Dec 20 / Jassen

Replacing the traditional abdominal crunch


Some research has shown that the traditional abdominal crunch can actually cause certain problems. This particular exercise provides a very isolated contraction of the abdominal muscles that is in no way geared towards the real world strength needs of our bodies. The crunch also shortens the rectus abdominis, which can result in a postural imbalance in some people that could actually leave your lower back open to injury.

A much better exercise to consider replacing the traditional ab crunch with is the Swiss ball crunch. Swiss balls are inexpensive and available at most sporting goods stores, as well as major retail chains like Target, Wal-Mart, Sears, KMart, etc., or online.
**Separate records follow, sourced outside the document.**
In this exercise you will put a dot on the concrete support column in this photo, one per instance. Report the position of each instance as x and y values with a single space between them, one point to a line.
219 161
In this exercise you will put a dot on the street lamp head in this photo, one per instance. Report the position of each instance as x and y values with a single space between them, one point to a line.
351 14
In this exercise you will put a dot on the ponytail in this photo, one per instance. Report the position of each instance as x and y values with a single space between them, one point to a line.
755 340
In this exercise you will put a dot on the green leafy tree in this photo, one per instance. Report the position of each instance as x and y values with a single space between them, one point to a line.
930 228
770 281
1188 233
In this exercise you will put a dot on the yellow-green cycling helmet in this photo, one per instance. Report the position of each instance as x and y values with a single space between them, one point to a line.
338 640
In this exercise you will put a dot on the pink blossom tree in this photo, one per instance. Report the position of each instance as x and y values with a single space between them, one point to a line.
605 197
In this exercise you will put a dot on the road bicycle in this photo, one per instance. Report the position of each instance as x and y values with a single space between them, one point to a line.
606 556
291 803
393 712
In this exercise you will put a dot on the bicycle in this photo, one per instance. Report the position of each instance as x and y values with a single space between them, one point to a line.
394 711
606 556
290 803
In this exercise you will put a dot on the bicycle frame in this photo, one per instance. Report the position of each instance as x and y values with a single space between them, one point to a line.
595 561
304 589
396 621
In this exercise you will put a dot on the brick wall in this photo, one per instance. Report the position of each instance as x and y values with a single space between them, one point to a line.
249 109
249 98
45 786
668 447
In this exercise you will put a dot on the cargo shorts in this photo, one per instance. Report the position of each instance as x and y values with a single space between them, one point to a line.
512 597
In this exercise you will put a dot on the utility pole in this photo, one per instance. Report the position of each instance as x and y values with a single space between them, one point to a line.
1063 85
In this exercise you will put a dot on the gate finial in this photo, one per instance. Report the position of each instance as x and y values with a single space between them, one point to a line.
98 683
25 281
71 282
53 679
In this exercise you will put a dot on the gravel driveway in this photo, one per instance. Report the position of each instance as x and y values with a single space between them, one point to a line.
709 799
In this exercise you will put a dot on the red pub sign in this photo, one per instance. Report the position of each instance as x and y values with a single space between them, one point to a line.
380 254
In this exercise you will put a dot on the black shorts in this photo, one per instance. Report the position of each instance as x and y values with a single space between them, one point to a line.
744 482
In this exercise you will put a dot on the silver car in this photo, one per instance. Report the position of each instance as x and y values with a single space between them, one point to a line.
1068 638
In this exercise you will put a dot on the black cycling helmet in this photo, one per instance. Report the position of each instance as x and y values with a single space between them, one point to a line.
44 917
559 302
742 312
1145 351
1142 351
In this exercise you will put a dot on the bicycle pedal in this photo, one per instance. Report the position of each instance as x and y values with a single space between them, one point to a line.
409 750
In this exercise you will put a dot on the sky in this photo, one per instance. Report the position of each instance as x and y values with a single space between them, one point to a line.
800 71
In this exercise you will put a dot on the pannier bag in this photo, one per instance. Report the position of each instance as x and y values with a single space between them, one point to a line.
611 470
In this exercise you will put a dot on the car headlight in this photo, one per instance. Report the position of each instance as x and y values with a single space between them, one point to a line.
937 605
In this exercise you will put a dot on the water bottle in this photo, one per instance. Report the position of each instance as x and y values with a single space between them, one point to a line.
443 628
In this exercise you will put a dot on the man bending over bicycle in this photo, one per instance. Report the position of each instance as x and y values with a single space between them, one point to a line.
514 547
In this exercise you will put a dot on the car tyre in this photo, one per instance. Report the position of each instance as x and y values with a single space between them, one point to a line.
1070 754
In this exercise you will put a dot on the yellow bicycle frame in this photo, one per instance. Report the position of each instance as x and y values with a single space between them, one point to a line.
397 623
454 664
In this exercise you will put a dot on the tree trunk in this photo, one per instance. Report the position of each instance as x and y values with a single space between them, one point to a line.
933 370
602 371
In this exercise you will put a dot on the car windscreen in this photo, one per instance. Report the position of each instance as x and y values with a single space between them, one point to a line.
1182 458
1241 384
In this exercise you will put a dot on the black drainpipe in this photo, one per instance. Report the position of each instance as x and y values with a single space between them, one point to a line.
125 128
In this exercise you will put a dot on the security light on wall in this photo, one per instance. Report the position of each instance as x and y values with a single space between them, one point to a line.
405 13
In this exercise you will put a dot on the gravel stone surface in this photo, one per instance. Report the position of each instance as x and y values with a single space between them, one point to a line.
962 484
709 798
The Swiss ball crunch is completed as follows: Lie on the ball so that your back conforms to the shape of the ball. Hold the sides of your head very lightly (only for support), and then curl your spine such that your entire upper back comes up off the surface of the ball. In this position, pause and make sure that you can feel your abs contracting, pulling in towards the spine, and your lower back should be digging into the ball. Hold, inhale, then lower yourself back to the starting position.

Replacing your old floor crunches with Swiss ball crunches should make a significant difference in how you feel afterwards, particularly if you already have lower back problems or occasional back pains.